De tous ceux qui rêveraient d’être confinés dans un appartement, de rester avec leur famille plutôt que
de s’agiter dans une blouse bleue pas très seyante pour secourir l’humain.
Aujourd’hui, mon printemps tient dans un carré. Celui de ma fenêtre.
Les nuages courent indifférents dans le ciel. De leur hauteur, ils se demandent bien pourquoi le monde
tourne au ralenti.

Il y a une semaine, alors que la fermeture des restaurants venait d’être annoncée, la file de voitures au
drive du fast food local n’en finissait pas… aussi longue que d’habitude.
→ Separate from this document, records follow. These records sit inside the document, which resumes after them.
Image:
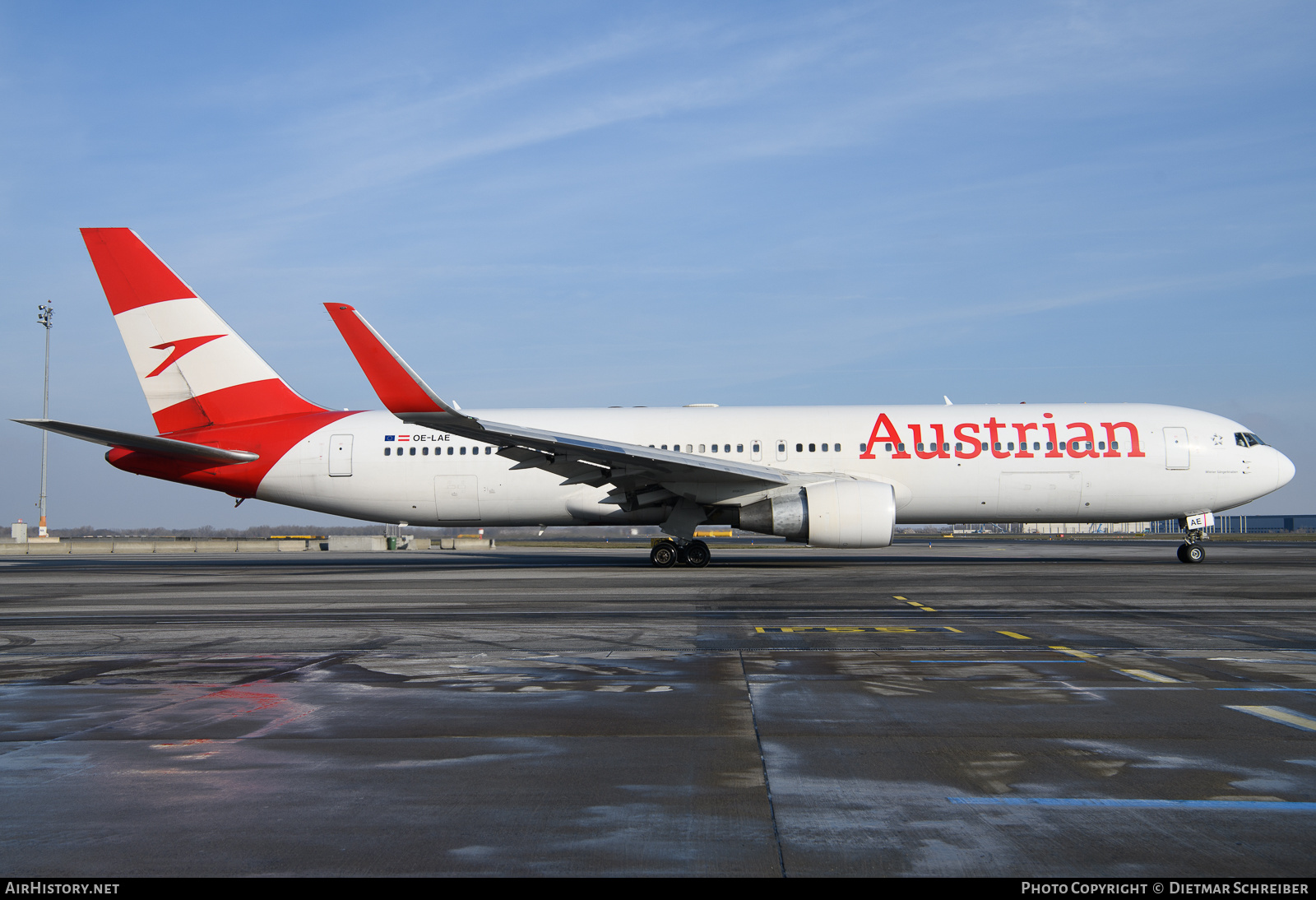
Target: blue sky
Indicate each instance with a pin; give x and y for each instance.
(595, 204)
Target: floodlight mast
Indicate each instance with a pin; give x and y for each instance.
(45, 312)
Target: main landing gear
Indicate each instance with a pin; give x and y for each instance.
(1193, 550)
(669, 553)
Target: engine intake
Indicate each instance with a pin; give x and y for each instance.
(828, 515)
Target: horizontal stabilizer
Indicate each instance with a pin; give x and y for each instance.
(145, 443)
(396, 383)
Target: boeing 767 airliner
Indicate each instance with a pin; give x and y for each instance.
(833, 476)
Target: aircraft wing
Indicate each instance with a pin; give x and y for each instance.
(581, 459)
(145, 443)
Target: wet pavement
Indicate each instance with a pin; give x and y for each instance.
(971, 708)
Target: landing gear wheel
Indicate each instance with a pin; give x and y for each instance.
(664, 555)
(697, 554)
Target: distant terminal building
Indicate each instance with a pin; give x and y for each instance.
(1245, 525)
(1224, 525)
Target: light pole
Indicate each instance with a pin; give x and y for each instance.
(45, 312)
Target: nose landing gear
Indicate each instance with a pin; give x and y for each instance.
(666, 554)
(1193, 550)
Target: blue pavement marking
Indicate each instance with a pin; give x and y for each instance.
(1138, 805)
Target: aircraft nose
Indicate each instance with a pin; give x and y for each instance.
(1286, 470)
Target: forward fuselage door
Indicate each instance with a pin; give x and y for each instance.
(1177, 448)
(340, 454)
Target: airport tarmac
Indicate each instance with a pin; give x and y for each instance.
(965, 708)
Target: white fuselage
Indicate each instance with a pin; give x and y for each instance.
(431, 478)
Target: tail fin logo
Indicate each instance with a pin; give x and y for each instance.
(181, 349)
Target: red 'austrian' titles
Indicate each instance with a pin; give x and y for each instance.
(1079, 441)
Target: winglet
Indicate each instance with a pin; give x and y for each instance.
(396, 383)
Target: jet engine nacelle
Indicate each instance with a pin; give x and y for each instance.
(828, 515)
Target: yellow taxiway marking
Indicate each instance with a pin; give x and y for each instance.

Le moteur tournant, les fenêtres
fermées, sauf au moment de passer commande, dans l’isolement de sa boite à roulettes, l’humain attend
sa pitance sans effort.
Combien ça coûte un hamburger ?
Aujourd’hui, dans la solitude de mon confinement, j’avais envie de parfum.
Du parfum de la cuisine rassurante, envahissante, du petit bruissement de cuisson d’un pot au feu.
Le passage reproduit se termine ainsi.